Diesen Prozess, den die Landespolizei nach den politischen Entscheidungen zum Stellenabbau im Jahr 2013 und zu den Rahmenbedingungen einer Umsetzung im Dezember 2014 aufgesetzt hat, nehme ich als konstruktiv, loyal und sehr zielführend wahr. Dafür bin ich den Behördenleitern, aber insbesondere den Arbeitsgruppenmitgliedern, ausgesprochen dankbar.
Die beschriebenen Maßnahmen skizzieren auch, dass es selbst bei einem Stellenabbau am Ende des Jahrzehnts in den relevanten schutzpolizeilichen Kernbereichen in keinem Fall zu Personalreduzierungen kommen wird.
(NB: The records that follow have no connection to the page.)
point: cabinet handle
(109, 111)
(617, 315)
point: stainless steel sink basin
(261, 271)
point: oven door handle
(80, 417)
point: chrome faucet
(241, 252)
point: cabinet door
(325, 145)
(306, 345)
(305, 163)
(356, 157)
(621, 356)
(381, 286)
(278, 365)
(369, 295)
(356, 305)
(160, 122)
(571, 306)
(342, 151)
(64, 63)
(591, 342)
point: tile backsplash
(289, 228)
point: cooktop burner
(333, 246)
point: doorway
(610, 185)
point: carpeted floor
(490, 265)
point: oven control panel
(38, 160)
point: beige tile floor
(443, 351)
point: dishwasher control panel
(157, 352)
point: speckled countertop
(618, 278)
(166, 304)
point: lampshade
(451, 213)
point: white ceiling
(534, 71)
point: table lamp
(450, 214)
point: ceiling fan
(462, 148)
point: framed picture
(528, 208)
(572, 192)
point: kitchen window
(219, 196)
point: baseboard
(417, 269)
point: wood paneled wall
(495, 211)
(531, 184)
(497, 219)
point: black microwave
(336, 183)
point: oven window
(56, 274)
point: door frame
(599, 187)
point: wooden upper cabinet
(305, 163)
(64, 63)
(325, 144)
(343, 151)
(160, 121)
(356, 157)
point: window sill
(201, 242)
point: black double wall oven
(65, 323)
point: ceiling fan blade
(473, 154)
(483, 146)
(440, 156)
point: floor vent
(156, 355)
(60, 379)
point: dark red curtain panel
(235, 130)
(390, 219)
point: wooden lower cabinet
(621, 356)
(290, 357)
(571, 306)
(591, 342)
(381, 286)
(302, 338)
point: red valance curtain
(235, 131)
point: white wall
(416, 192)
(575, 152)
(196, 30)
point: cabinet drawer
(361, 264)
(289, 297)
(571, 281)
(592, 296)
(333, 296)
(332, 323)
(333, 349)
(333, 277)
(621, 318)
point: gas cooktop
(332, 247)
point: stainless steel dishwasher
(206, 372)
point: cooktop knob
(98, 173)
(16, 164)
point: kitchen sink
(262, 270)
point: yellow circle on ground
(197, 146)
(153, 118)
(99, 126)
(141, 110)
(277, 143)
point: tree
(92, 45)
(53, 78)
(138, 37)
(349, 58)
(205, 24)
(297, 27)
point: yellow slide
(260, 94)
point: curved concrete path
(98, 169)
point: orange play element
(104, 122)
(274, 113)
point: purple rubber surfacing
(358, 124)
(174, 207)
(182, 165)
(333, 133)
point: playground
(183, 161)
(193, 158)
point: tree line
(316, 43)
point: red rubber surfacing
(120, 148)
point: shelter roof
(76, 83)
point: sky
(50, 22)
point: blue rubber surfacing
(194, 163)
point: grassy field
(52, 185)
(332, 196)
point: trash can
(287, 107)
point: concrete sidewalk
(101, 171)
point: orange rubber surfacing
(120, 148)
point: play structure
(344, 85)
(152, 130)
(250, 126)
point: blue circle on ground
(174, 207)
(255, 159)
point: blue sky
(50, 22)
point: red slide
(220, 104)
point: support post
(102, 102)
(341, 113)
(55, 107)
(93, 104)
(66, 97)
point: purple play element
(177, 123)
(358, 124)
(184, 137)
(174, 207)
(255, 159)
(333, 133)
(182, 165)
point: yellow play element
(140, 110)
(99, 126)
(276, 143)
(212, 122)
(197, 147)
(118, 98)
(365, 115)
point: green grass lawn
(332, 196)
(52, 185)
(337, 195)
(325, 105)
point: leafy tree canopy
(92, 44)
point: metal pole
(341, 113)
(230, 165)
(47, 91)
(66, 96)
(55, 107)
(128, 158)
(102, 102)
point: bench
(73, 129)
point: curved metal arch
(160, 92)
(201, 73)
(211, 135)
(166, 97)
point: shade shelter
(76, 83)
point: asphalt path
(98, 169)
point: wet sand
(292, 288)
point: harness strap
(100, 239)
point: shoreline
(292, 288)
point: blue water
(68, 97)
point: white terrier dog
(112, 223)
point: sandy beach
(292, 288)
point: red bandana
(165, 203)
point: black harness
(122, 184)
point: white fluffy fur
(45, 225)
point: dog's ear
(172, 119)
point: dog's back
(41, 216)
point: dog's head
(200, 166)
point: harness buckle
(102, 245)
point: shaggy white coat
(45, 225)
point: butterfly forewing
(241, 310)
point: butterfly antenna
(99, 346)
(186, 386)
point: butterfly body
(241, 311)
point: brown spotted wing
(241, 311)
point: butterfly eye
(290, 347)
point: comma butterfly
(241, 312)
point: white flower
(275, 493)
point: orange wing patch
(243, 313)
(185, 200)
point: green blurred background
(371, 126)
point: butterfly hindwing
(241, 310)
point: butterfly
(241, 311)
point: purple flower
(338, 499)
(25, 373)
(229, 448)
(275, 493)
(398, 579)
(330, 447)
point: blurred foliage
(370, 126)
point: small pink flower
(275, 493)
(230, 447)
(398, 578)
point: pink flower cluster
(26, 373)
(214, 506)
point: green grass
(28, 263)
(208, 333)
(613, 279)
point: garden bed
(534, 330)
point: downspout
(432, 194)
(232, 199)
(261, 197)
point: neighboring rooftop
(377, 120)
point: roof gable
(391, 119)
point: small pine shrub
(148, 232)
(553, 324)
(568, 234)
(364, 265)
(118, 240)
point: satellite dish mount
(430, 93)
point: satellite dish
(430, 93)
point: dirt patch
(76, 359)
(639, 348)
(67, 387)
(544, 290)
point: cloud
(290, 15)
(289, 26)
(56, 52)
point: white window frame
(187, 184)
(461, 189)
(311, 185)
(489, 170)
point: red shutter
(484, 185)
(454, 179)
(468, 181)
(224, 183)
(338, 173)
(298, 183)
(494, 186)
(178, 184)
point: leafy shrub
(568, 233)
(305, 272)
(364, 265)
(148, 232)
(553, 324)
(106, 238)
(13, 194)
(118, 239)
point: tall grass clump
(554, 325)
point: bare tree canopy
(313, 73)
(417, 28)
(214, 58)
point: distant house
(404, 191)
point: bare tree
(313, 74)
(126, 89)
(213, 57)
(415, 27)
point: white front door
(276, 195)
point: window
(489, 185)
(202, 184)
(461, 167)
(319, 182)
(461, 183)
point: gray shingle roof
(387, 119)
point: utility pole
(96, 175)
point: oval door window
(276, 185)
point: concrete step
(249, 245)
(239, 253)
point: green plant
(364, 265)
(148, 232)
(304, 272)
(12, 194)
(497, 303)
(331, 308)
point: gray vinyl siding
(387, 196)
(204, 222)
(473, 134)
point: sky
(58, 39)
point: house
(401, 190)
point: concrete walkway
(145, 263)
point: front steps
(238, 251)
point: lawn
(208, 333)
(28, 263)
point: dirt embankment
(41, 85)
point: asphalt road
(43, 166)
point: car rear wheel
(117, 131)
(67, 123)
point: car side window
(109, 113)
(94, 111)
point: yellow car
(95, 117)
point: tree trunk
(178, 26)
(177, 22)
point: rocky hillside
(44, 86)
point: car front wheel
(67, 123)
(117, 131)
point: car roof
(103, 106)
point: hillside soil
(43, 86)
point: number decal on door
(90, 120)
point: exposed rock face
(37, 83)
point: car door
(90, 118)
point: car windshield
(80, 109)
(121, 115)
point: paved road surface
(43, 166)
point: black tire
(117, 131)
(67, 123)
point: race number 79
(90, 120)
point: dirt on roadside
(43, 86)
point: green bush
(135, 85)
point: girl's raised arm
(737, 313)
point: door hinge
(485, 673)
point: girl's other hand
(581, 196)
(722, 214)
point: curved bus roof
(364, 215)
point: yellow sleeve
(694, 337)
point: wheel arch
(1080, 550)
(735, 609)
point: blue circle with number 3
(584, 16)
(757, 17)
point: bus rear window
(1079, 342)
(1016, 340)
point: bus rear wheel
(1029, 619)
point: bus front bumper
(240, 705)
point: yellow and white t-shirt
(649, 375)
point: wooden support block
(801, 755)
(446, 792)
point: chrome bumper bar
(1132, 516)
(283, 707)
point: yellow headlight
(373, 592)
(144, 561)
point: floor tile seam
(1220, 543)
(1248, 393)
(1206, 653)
Das war für mich persönlich immer meine oberste Prämisse: trotz Personalabbauvorgabe keine Schwächung in den Bereichen Einsatz, Ermittlung und Prävention.
Deshalb gilt - wie oben bereits skizziert -, dass ganz neue Aufgaben nicht ohne adäquaten Aufgabenwegfall an anderer Stelle oder nur durch zusätzliches Personal realisierbar sind.
Die positiven Einstellungszahlen in 2015 und 2016 in Verbindung mit einer schon sehr zeitnahen Reduzierung von Aufgabenwahrnehmungen sowie dem zeitnahen Umsteuerungsprozess bei der Wasserschutzpolizei bieten der Polizeiführung relevante Personalsteuerungsmöglichkeiten an. Diese gilt es jetzt zeitnah auszufüllen. Denn die Aufgabenkonzentration kommt jetzt, der tatsächliche Stellenabbau wirkt sich aber tatsächlich erst am Ende der Dekade aus. Sollte dieses Umsteuerungspotential im System nicht reichen, muss künftig vielleicht auch die eine oder andere Unterstützungsleistung für andere Landespolizeien etwas geringer ausfallen als bislang. Sicher gilt es auch, gemeinsam mit den großen Fußballvereinen im Land nach Lösungen zu suchen, dass nicht bis zu 900 Einsatzkräfte manches Heimspiel sichern müssen.
Lassen Sie mich zusammenfassen und einige mir darüber hinaus wichtige Punkte ansprechen: Die Belastungssituation unserer Landespolizei ist bedingt durch die geschilderten Ereignisse in diesem
ersten Halbjahr besonders hoch. Aber auch ohne diese Ereignisse - das ist wichtig zu sagen - sind für die Zukunft immer wieder einzelne Aufgabenbereiche kritisch zu hinterfragen, neue Aufgaben zu bewerten und unterschiedliche Belastungen weiter auszugleichen. Mit dem Behördenleiterkreis bin ich insofern fest verabredet, hierzu in einem engen Dialog zu bleiben.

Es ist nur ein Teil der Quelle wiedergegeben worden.